Credit Suisse ends a spying scandalEuropost
Swiss bank Credit Suisse announced it had reached an agreement to end a spying scandal that involved its former employee Iqbal Khan. The allegations of spying had led to the resignation of the Chief Executive Tidjane Thiam, Reuters reported quoting a spokesperson for the bank. "Everybody involved has agreed to settle and this matter is now closed," Simone Meier said, confirming a report in Swiss newspaper NZZ am Sonntag said.
UBS, where Khan is now co-president of global wealth management, declined to comment. The agreement, details of which have not been disclosed, ends a dispute that hurt the normally discreet world of Swiss banking when allegations of corporate espionage involving Credit Suisse emerged in September 2019.

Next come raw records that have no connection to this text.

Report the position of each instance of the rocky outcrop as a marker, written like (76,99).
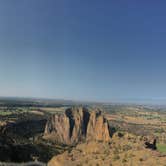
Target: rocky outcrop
(77,124)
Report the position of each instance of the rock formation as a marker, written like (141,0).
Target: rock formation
(77,124)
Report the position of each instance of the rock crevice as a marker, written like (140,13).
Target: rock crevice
(77,124)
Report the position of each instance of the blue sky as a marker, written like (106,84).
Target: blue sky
(83,50)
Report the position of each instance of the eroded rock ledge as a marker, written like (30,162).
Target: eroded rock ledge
(77,124)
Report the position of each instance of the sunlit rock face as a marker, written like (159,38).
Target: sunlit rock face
(77,124)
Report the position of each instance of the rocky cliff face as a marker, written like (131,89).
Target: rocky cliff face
(77,124)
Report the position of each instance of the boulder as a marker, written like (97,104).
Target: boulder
(77,124)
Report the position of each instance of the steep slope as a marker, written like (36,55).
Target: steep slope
(77,124)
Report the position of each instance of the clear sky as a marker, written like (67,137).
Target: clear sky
(100,50)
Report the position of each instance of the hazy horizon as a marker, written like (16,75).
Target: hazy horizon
(81,50)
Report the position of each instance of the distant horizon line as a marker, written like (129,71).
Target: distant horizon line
(138,101)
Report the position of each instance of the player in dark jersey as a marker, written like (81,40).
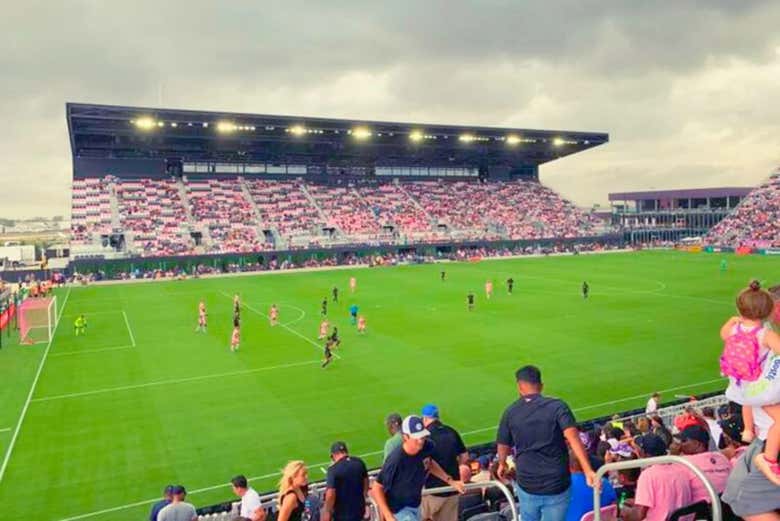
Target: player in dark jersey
(334,338)
(328,354)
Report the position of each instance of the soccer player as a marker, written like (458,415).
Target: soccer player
(80,325)
(361,324)
(328,354)
(334,338)
(324,329)
(201,317)
(235,339)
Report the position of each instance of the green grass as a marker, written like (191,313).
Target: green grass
(110,428)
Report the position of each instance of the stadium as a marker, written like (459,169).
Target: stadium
(238,295)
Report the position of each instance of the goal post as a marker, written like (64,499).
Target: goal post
(37,318)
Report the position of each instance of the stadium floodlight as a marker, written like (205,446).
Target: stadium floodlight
(145,123)
(361,133)
(226,127)
(416,135)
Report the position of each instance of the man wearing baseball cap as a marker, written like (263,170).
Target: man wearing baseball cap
(346,486)
(398,487)
(449,452)
(178,510)
(694,442)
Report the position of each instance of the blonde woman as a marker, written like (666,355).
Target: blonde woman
(292,491)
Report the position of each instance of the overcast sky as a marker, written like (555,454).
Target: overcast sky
(688,91)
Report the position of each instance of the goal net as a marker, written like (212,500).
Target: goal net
(37,317)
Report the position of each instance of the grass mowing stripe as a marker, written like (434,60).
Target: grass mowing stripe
(129,329)
(288,328)
(89,351)
(10,449)
(171,382)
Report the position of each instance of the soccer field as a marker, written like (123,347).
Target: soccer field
(142,400)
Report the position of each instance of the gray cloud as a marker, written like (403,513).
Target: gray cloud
(685,88)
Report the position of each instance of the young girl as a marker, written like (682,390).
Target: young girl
(755,307)
(235,339)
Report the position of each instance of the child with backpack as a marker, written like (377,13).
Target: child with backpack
(749,342)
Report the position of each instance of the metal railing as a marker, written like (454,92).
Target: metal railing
(717,515)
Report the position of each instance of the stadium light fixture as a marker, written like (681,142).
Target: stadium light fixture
(145,123)
(361,133)
(226,127)
(416,135)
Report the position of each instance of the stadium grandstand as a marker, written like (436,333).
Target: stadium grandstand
(158,182)
(672,215)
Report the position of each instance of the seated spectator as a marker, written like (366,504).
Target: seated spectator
(661,489)
(178,509)
(694,442)
(292,491)
(251,507)
(581,494)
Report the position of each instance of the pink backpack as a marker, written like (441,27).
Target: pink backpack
(740,359)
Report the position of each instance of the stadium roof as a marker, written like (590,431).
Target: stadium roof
(690,193)
(115,132)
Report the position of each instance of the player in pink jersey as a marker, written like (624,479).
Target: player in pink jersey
(235,339)
(324,325)
(201,317)
(361,324)
(488,289)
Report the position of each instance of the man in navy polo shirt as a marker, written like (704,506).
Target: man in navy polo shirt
(537,428)
(398,487)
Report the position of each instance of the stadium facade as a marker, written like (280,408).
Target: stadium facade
(168,183)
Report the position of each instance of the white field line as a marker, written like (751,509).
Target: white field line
(171,382)
(317,346)
(129,329)
(89,351)
(273,474)
(10,449)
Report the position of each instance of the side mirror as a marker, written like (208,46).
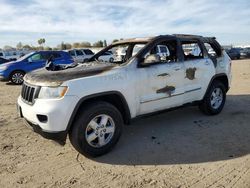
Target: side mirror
(153,58)
(30,60)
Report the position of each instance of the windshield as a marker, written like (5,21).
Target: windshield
(120,53)
(25,56)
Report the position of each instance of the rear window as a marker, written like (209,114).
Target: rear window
(56,55)
(79,52)
(88,52)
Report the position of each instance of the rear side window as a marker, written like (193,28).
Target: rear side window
(79,52)
(88,52)
(192,50)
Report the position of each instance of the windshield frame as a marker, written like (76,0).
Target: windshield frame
(26,56)
(130,44)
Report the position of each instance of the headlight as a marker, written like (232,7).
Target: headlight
(52,92)
(3,67)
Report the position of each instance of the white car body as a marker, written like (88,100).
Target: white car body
(140,87)
(80,55)
(107,57)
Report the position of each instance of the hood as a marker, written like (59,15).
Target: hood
(45,77)
(9,63)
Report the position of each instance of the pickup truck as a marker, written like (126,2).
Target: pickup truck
(91,102)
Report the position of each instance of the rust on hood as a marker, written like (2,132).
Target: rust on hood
(44,77)
(190,73)
(166,89)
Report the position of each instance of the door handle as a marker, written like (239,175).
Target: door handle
(163,74)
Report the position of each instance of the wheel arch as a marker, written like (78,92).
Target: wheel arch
(222,77)
(113,97)
(16,70)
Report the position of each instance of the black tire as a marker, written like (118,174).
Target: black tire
(16,77)
(77,134)
(206,106)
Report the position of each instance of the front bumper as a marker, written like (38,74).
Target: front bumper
(59,137)
(56,111)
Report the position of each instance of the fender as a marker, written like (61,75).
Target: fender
(127,118)
(214,78)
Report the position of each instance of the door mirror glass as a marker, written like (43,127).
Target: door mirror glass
(152,58)
(30,60)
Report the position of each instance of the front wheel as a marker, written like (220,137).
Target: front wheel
(214,99)
(17,77)
(96,129)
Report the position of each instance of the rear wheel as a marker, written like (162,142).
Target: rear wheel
(214,99)
(96,129)
(17,77)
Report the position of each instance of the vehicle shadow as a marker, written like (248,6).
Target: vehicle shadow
(185,136)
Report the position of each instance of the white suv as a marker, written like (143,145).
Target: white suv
(80,55)
(91,102)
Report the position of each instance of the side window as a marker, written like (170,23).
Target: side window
(211,50)
(192,50)
(79,52)
(56,55)
(137,48)
(164,52)
(36,57)
(72,53)
(88,52)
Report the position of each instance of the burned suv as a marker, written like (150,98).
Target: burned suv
(91,102)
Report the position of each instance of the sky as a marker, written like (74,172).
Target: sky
(90,20)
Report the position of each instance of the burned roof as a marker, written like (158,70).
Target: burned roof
(148,39)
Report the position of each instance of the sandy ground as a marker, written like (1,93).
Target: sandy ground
(182,148)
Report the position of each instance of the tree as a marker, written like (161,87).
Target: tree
(19,45)
(85,44)
(98,44)
(105,43)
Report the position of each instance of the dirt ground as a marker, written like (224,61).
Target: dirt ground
(182,148)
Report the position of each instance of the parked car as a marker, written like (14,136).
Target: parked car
(15,70)
(233,53)
(80,55)
(107,57)
(2,60)
(245,53)
(12,55)
(94,100)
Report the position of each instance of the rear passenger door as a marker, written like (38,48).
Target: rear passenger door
(199,69)
(161,84)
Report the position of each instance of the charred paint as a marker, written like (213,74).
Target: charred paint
(54,78)
(190,73)
(166,89)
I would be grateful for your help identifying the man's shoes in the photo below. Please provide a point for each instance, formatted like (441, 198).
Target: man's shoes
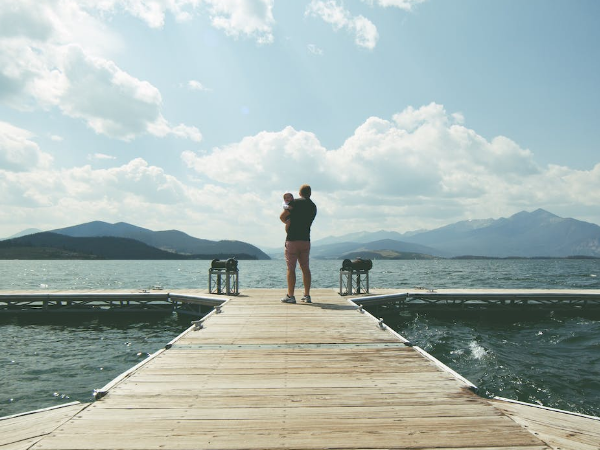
(288, 299)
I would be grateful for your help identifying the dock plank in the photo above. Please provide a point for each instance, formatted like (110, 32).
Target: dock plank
(267, 375)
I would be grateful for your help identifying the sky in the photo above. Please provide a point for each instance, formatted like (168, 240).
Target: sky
(197, 115)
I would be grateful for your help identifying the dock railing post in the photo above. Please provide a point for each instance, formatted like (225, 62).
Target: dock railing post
(226, 275)
(350, 276)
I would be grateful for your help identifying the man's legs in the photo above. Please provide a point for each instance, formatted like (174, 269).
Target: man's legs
(291, 258)
(291, 281)
(303, 259)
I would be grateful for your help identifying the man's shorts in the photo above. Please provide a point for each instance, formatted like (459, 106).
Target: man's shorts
(297, 251)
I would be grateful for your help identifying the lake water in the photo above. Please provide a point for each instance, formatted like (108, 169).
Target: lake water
(547, 358)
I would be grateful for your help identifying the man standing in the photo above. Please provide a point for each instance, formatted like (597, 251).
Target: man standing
(297, 242)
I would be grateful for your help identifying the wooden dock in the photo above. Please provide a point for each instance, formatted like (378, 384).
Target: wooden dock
(266, 375)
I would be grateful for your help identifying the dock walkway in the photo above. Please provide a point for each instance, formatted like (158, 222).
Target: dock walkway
(266, 375)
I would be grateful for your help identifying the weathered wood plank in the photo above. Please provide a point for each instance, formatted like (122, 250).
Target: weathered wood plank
(266, 375)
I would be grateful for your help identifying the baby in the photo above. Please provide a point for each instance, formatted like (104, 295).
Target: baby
(287, 199)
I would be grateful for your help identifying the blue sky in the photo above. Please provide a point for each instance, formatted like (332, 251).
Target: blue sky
(198, 114)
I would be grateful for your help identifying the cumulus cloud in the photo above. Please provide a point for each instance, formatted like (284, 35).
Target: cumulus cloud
(41, 67)
(424, 166)
(365, 32)
(406, 5)
(243, 18)
(100, 157)
(153, 12)
(18, 150)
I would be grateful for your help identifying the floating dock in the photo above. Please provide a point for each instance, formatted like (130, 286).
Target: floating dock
(191, 301)
(260, 374)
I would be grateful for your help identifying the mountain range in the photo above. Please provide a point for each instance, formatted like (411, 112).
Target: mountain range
(523, 235)
(124, 241)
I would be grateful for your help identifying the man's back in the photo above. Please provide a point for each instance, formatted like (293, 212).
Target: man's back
(301, 218)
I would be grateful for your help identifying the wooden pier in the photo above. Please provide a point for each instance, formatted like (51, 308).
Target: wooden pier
(261, 374)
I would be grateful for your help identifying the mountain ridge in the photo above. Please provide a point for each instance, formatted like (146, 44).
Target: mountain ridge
(525, 234)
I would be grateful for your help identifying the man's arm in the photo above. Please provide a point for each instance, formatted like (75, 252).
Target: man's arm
(284, 215)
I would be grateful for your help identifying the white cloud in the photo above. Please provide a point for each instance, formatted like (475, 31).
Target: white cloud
(41, 67)
(243, 18)
(18, 151)
(100, 157)
(152, 12)
(406, 5)
(422, 169)
(365, 31)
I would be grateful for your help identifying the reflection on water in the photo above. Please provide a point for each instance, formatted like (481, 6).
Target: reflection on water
(550, 359)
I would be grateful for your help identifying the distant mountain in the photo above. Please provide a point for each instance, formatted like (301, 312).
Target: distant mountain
(361, 237)
(347, 249)
(26, 232)
(525, 234)
(170, 241)
(48, 245)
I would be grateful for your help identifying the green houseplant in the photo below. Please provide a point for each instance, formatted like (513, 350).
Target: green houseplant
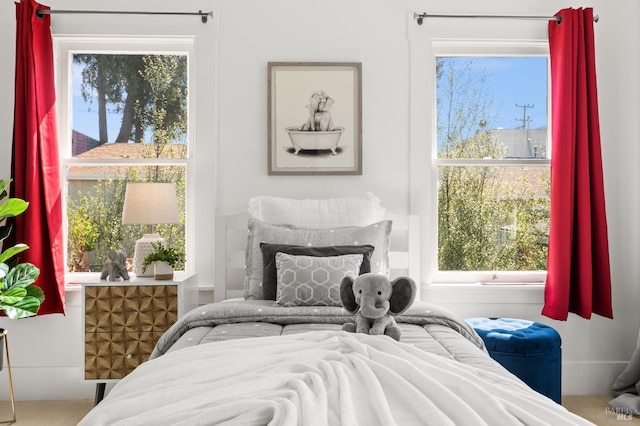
(162, 254)
(19, 298)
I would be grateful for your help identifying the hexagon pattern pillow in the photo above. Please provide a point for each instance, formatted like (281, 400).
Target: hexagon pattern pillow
(311, 280)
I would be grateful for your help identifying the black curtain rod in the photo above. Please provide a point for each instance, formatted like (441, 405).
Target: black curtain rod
(203, 15)
(419, 17)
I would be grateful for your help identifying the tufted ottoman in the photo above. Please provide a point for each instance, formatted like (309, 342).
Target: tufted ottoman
(528, 349)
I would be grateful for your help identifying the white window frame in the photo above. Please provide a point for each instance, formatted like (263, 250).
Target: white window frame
(64, 48)
(458, 37)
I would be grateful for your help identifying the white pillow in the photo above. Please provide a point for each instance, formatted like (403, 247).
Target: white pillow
(317, 214)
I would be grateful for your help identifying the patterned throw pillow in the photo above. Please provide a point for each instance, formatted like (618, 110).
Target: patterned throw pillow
(313, 281)
(376, 235)
(269, 251)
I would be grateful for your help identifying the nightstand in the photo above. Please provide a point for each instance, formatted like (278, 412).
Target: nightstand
(123, 321)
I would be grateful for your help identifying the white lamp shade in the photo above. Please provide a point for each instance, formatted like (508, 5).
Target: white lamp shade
(150, 203)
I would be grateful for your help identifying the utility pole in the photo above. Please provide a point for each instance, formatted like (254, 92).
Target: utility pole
(525, 119)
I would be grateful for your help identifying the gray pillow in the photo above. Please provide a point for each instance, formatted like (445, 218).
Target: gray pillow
(311, 280)
(269, 278)
(376, 234)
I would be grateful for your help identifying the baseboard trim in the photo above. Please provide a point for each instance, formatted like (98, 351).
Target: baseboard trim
(590, 377)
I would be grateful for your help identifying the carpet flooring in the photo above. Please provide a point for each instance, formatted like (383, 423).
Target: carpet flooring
(69, 413)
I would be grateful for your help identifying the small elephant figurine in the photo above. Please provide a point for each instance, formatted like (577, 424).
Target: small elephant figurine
(115, 267)
(375, 300)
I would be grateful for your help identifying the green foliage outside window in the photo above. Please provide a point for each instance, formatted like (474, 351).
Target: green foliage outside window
(490, 217)
(149, 92)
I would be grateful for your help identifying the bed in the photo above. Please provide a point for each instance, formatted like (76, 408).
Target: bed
(251, 360)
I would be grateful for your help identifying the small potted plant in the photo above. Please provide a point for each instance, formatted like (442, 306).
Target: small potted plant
(164, 260)
(19, 298)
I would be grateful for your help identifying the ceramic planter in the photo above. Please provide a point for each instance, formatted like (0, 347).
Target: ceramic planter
(163, 270)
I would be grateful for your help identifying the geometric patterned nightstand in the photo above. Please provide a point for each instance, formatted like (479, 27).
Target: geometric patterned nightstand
(123, 321)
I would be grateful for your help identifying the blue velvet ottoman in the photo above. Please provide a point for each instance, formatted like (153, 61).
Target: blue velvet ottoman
(530, 350)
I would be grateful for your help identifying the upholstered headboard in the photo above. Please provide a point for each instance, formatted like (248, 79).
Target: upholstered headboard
(231, 241)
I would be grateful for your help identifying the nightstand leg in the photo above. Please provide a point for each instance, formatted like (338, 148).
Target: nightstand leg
(99, 393)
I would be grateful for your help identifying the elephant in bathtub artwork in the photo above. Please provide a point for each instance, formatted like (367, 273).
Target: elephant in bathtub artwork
(318, 132)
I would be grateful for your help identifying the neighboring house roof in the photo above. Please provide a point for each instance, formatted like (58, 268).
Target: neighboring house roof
(81, 143)
(117, 151)
(523, 143)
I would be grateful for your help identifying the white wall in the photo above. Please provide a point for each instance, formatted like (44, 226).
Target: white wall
(231, 164)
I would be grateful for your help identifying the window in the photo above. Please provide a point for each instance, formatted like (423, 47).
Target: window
(491, 157)
(480, 149)
(125, 117)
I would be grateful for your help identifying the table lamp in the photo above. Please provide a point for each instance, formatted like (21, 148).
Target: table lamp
(149, 203)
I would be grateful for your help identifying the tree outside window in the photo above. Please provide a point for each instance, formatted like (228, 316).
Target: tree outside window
(130, 121)
(493, 177)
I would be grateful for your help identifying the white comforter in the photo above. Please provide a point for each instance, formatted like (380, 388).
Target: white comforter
(323, 378)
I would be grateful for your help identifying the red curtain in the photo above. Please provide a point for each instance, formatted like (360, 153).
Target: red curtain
(35, 164)
(578, 274)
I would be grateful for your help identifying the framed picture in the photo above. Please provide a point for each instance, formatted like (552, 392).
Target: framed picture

The affair became public when Khan, after going to UBS, confronted a private detective who was following him and his wife through Zurich. What Credit Suisse initially described as a rogue spying case run by then-Chief Operating Officer Pierre-Olivier Bouee widened as details rose of other instances of surveillance. As well as the departures of Bouee and Thiam, a private investigator who organised the surveillance committed suicide after the affair came to light. The NZZ am Sonntag said the settlement would see the withdrawal of the complaints Khan had filed against the bank and the private detectives. "The investigations associated with the criminal charges will be discontinued," Erich Wenzinger, spokesman for the Chief Public Prosecutor's Office in the Canton of Zurich, told the newspaper. Enforcement proceedings by Swiss financial markets FINMA last year into Credit Suisse's actions were still ongoing, a spokesman said. He declined to comment on how long the process, which started last September, would last.